Enquanto as pancadas de Molière não invadem o Casino de Lisboa, que recebe a segunda edição de uma peça irreverente da Broadway que conquistou 17.500 portugueses no início do ano, os bonecos ficam inanimados à entrada de um corredor escuro que dá acesso às traseiras do cenário de madeira. Vistos daqui, apenas iluminados pelas luzes de uma televisão com ruído que mostra uma imagem mal amanhada do palco, os sorrisos dos fantoches da Avenida Q e os olhos esbugalhados com que olham para o público ganham um semblante algo sinistro.

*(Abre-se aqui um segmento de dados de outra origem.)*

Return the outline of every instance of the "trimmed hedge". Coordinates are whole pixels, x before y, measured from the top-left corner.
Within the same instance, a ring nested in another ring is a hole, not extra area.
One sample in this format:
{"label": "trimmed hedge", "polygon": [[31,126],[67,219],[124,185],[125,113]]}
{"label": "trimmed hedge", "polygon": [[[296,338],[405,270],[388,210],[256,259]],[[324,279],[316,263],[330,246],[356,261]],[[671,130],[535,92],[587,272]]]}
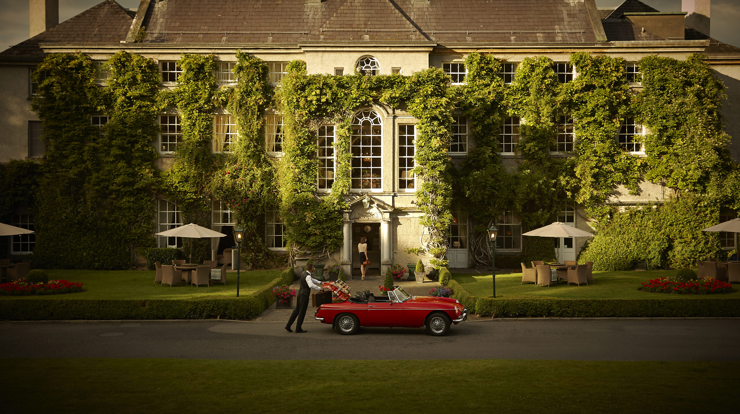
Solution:
{"label": "trimmed hedge", "polygon": [[154,264],[157,262],[172,265],[172,260],[184,257],[181,250],[171,247],[142,248],[139,254],[147,259],[147,268],[150,271],[155,270]]}
{"label": "trimmed hedge", "polygon": [[272,288],[291,284],[293,268],[256,292],[229,299],[0,300],[0,320],[253,319],[275,302]]}
{"label": "trimmed hedge", "polygon": [[455,280],[448,287],[468,312],[494,318],[740,317],[740,299],[494,299],[474,296]]}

Há um alvoroço de técnicos que folheiam os guiões, organizam adereços e, pelo meio, tiram o pó aos fantoches que fazem lembrar os bonecos da Rua Sésamo — mas passados muitos anos, quando as hormonas já os fizeram passar pela puberdade e desvendaram desejos sexuais, problemas existenciais, lábios carnudos e peitos cheios de algodão.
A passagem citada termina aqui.